[SERVER-74421] Propagate maxTimeMS to mongot for $search queries Created: 27/Feb/23 Updated: 26/Dec/23 |
|
| Status: | Backlog |
| Project: | Core Server |
| Component/s: | None |
| Affects Version/s: | None |
| Fix Version/s: | None |
| Type: | Task | Priority: | Major - P3 |
| Reporter: | Oren Ovadia | Assignee: | Backlog - Query Integration |
| Resolution: | Unresolved | Votes: | 0 |
| Labels: | qi-search | ||
| Remaining Estimate: | Not Specified | ||
| Time Spent: | Not Specified | ||
| Original Estimate: | Not Specified | ||
| Issue Links: |
|
||||||||
| Assigned Teams: |
Query Integration
|
||||||||
| Participants: | |||||||||
| Description |
|
Mongot will be able to reduce the amount of work it does if it is aware of maxTimeMS users specify in $search queries. For instance, mongot can discard a query before or during execution if the timeout has passed.
|
| Comments |
| Comment by Nicholas Zolnierz [ 04/May/23 ] |
|
Sending back to QI triage as we are not planning to do this in PM-2802 |
| Comment by Nicholas Zolnierz [ 02/Mar/23 ] |
|
Small note: If we end up implementing SERVER-63765 (which gets us more in line with the way sharded aggregations work between mongos and shards), then there shouldn't be an issue with the first batch because ideally mongot doesn't do any work until a cursor is established. |
| Comment by Oren Ovadia [ 28/Feb/23 ] |
|
Kevin, good point about killCursors not working for the initial batch. That's a problem given we are going towards the direction of serving as many search queries as possible in the first batch. |
| Comment by Xiaobo Zhou [ 28/Feb/23 ] |
|
According to the MongoDB gRPC protocol: Clients SHOULD enforce timeouts client side by closing the stream after a deadline has been reached. Mongot can kill the running cursor after stream is cancelled by client. For mongorpc, mongod may terminate the TCP connection instead. |
| Comment by Kevin Rosendahl [ 27/Feb/23 ] |
|
Definitely agree we should improve the handling of killCursors.

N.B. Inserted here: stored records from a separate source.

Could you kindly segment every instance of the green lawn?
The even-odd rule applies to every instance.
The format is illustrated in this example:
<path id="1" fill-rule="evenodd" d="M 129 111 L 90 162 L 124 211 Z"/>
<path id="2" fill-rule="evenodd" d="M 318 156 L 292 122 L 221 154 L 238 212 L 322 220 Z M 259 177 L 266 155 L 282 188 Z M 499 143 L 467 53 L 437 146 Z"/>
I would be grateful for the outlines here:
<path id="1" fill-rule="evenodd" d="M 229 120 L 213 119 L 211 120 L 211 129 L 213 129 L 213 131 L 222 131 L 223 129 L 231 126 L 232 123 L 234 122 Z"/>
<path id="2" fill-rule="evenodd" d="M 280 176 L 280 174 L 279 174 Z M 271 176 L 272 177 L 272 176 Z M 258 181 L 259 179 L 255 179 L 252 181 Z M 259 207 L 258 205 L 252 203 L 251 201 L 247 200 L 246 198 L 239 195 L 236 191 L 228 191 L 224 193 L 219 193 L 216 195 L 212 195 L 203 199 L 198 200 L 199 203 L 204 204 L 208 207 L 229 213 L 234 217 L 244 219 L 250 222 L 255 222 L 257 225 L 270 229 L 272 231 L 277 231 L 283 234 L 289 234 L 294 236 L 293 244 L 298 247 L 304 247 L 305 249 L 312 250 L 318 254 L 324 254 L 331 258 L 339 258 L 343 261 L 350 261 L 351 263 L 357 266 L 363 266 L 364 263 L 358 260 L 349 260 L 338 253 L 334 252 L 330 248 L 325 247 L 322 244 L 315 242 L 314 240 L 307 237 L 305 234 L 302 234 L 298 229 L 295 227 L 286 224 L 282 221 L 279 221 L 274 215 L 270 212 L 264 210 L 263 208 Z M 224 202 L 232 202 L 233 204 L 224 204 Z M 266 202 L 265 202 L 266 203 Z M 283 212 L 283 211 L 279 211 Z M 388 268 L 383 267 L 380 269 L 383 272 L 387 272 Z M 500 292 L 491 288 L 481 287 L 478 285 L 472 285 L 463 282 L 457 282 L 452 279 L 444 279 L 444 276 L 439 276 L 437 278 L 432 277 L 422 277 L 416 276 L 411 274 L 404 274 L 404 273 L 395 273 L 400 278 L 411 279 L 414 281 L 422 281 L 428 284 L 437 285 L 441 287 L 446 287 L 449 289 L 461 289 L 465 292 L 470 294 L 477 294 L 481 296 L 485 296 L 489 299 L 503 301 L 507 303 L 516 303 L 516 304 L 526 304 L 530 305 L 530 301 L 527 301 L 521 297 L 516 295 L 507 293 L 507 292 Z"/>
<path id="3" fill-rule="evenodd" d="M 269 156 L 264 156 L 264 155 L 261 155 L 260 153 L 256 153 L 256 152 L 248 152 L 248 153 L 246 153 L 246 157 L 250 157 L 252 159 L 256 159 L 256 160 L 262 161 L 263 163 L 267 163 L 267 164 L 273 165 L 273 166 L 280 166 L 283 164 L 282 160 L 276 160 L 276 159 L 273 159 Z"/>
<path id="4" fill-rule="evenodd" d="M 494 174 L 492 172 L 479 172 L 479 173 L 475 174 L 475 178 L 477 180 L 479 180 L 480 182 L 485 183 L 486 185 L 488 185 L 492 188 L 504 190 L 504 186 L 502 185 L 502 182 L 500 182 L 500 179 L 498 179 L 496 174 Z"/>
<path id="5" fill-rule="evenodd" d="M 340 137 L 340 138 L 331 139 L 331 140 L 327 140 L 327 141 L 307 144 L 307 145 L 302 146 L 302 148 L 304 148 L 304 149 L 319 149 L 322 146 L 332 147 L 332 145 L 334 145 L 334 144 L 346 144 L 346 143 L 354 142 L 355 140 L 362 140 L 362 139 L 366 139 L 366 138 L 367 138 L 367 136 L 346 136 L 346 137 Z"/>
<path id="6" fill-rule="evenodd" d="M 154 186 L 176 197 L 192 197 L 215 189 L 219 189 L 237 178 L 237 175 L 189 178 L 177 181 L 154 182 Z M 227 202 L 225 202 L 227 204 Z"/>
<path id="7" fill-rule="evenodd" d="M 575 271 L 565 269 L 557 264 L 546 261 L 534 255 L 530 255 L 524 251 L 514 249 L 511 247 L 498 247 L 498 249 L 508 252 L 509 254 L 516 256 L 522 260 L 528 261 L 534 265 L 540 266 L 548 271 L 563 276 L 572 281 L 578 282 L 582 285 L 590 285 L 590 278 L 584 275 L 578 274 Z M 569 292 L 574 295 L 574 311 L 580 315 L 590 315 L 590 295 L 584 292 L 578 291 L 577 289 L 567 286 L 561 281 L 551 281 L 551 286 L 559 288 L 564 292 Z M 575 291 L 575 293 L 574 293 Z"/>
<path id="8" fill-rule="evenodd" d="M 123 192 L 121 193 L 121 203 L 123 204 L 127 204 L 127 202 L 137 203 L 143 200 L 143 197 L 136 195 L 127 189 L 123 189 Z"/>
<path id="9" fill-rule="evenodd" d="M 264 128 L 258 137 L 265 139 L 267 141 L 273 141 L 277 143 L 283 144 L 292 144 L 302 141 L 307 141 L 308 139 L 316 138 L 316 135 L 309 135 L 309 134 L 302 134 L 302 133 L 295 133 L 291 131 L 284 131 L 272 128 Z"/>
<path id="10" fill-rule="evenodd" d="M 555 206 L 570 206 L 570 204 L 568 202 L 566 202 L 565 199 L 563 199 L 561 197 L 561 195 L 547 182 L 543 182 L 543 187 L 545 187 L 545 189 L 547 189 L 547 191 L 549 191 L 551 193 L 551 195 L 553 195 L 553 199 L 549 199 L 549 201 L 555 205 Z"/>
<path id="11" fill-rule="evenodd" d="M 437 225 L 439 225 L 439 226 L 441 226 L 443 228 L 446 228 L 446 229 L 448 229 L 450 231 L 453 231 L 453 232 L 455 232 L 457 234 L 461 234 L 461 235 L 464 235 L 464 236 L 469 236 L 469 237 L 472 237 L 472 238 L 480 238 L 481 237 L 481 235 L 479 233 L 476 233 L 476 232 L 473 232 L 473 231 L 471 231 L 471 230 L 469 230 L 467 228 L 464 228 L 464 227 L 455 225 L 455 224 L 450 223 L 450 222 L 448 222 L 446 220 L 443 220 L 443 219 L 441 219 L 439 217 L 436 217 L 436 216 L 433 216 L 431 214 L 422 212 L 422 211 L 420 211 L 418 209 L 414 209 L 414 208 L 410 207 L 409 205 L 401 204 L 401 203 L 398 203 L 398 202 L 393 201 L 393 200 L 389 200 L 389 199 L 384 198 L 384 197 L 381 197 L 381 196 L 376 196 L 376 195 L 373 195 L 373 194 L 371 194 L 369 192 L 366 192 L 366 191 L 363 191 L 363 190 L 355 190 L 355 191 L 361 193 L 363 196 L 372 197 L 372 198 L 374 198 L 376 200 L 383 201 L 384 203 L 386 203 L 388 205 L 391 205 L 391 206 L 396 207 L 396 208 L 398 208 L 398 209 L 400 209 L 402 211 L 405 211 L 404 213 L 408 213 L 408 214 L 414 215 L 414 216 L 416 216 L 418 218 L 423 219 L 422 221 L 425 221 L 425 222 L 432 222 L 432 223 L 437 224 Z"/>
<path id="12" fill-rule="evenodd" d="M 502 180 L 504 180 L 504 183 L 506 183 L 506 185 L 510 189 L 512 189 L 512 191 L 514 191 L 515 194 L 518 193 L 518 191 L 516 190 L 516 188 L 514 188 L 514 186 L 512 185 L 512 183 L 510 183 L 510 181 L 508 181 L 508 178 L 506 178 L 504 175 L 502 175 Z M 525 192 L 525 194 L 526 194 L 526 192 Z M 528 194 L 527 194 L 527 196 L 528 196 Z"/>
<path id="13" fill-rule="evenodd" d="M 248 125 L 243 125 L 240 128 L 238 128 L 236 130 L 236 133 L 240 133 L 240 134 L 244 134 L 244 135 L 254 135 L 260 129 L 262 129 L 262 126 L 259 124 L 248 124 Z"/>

However, I'm not sure that will be sufficient, since you need a cursorId in order to issue a killCursor, so effectively you can only prevent getMores from doing more work and can't cancel an outstanding initial search command. There may be other ways to handle this in theory at the network layer, but simply letting mongot cancel work it knows is useless would definitely be the most elegant, and as Oren mentioned, it's very useful signal for other purposes as well. cc xiaobo.zhou@mongodb.com |
| Comment by Oren Ovadia [ 27/Feb/23 ] |
|
From our discussion:
Good point Nick. Today mongot does not know how to terminate an executing query or query in queue. We should fix that. I'll open a ticket for that on mongot. We should also evaluate how this behaves. There is a difference from mongot's perspective between being aware of maxTimeMS when the query (or getMore) is received compared to having killCursor being called, because it gives mongot this information up front, it can be wiser about whether it puts the timeout guardrails on queries or not, and how often it should be checking those. This may also apply to returning partial results if we ever want to support that. That said, we will still want to have better support for killCursor, in cases where killCursor is explicitly called, or for cases like hedged reads, where we want to reduce redundant work, but we may not want to enforce timeouts up front. In the decoupled architecture, where a search query may involve more than one RPC, this timeout will be forwarded down the RPC call stack and self enforced by each process, which makes enforcing deadlines simple (FYI: kevin.rosendahl@mongodb.com , not sure I captured your intent on this point, feel free to correct me on this one). |